I am now reading Database Design for Mere Mortals (by Michael James Hernandez) in my enthusiasm about learning about design after my encounter with Fred Brook‘ The Design of Design. I am also reading this book in light of my experience with Clare Churcher‘s book, Beginning Database Design, which I had reviewed previously here.
The key drivers for database design are expressed as:
Yet the primary reason you should be concerned with database is that it’s crucial to the consistency, integrity, and accuracy of the data in a database. (p.28)
At least, we know what we are aiming for in the design of a database. Notice that performance or ease of uase are not among the objectives. Nor is the agility or flexibility of the database design. The important thing is to get the information correct first, and then worry about these other things. Of these three (3) drivers, the most important is accuracy because:
Inaccurate information is probably the most determinental result of improper database design—it can adversely affect your organization’s bottom line. (p.28)
Italics in original
At one previous place of employment, every business unit had some way of calculating the cash position of the organisation, and they all came up with different answers. There was much angst among the senior managers until an edict was promulugated that the cash position reports produced by the computer centre were the correct ones. This put more stress on the database team to ensure that the data was accurate.
From these key drivers, the objectives of a good design are listed as:
- “The database supports both required and ad hoc information retrieval.
- “The tables are constructed properly and efficiently.
- “Data integrity is imposed at the field, table, and relationship levels.
- “The database supports business rules relevant to the organization.
- “The database lends itself to future growth.” (p.33) (Italics in original)
In contrast to Churcher (2007), Hernandez does not attempt to explain or directly use normal forms (p.36) because he reckons that the audience would find it too confusing without the proper foundations. So, we have a group of database designers who are ignorant of the underlying theory, and who will be unable to advance their knowledge because they lack the proper foundation.

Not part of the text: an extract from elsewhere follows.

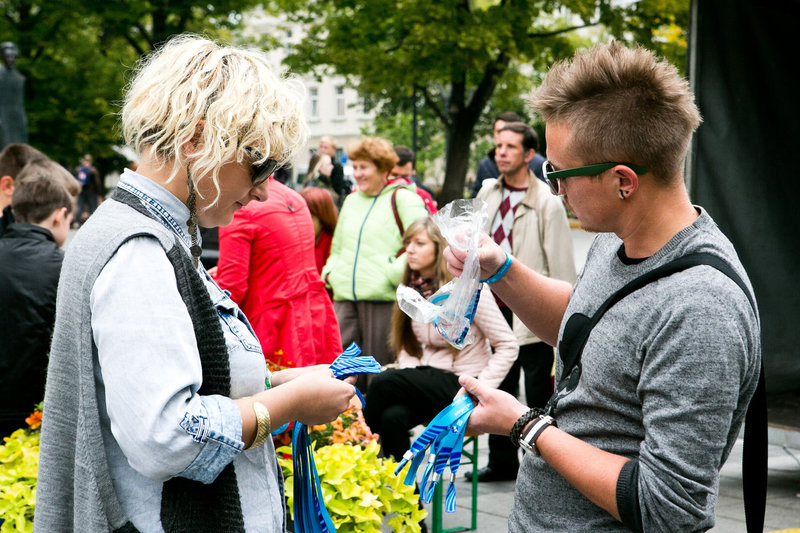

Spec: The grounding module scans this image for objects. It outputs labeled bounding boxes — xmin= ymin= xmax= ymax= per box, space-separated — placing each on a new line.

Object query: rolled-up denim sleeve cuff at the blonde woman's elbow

At least Churcher’s book gives her readers a chance to deepen their knowledge. Instead, Hernandez stresses the importance of database theory:
The relational database is based on two branches of mathematics known as set theory and first-order predicate logic. This very fact is what allows the relational databse to guarantee accurate information. These branches of mathematics also provide the basis for formulating good design methodologies and the building blocks necessary to create good relational database structures. (p.30)
Italics in original
Hernandez appears to be strongly influenced by the Structured Systems Analysis and Design methodology (SSADM). The parody of this methodology is the Waterfall Model. Hernandez is big on Mission Statements (pp. 101-106) and interviews (pp. 91-99) to gather requirements. It is from these interviews and examination of the current database (pp. ) that Hernandez generates a list of tables (p. 181 ff).
This is the same sort of design error that Churcher also makes: the design follows on from the identification of entities whether be objects or subjects. This is really a static view of the data model. Both Churcher and Hernandez are seeking the concrete before looking at the activity. This is looking for nouns before looking at verbs. I would propose that the designer should look at the verbs first, and then look for the nouns. The essence of a database is to do things not merely to exist.

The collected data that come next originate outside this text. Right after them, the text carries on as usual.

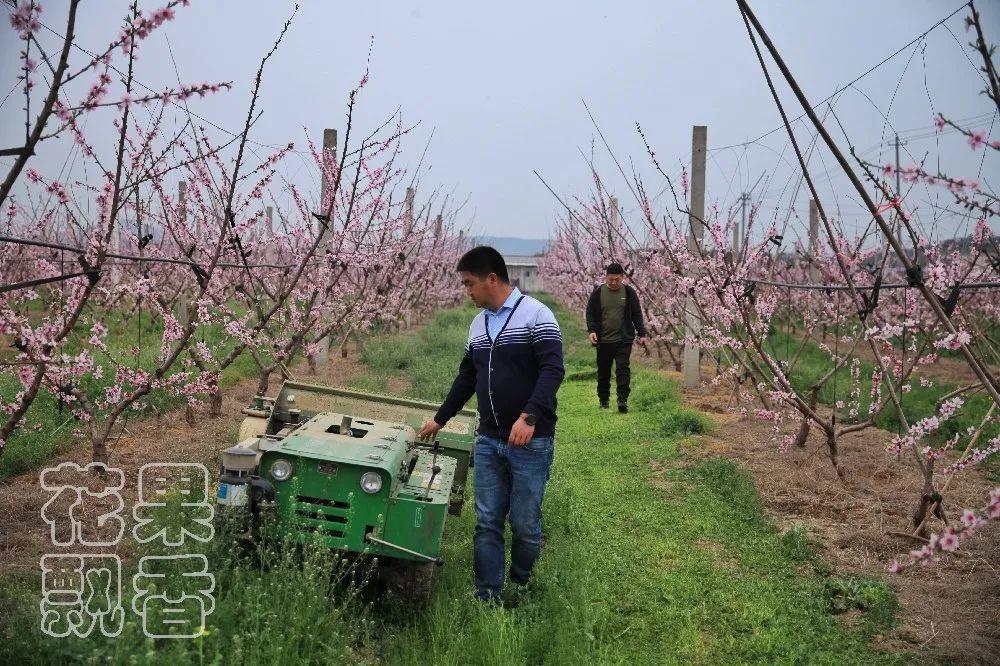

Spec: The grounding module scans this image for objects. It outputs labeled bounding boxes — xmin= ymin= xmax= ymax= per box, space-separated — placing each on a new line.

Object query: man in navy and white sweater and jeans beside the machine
xmin=420 ymin=246 xmax=565 ymax=602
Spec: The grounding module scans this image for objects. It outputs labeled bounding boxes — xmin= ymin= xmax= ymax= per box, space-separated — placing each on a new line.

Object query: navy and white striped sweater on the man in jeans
xmin=434 ymin=296 xmax=565 ymax=439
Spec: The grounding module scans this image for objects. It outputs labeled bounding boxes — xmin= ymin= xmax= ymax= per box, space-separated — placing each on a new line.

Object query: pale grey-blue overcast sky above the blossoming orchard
xmin=0 ymin=0 xmax=1000 ymax=243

The discussion about keys by Hernandez seems harmless except for the rule that:
Each primary key within the database must be unique—no two tables should have the same primary key unless one of them is a subset table. (p. 267) (Italics in original)
This reasoning precludes the use of surrogate keys and makes database design more complex than it should be. The wrongness of this rule is that it assumes that all primary keys have the same data domain. This is really a very silly rule. Why add an extra burden if there is no sense to it. The only place I can think such a rule makes sense is for NoSQL databases where the primary keys do actually occupy the same domain.
So much of what Hernandez writes reminds of those piles of forms we used to fill out for the SSADM. Most of those forms were dutifully filed away and forgotten. It was just hazing for junior programmers. (We used to think the acronym was missing ‘IS’ for Information Systems.)
With regards to Business Rules (p. 403 ff), Hernandez makes the following distinction:
There are two major types of business rules: database oriented and application-oriented. (p. 407) (Italics in original)
Here Hernandez is mixing logical and physical design. At the logical level of the design, there are only business rules. How and where they are implemented is a matter for the physical design phase.
All in all, this book has now become the standard method in database design. Yet, I am left hungering for more.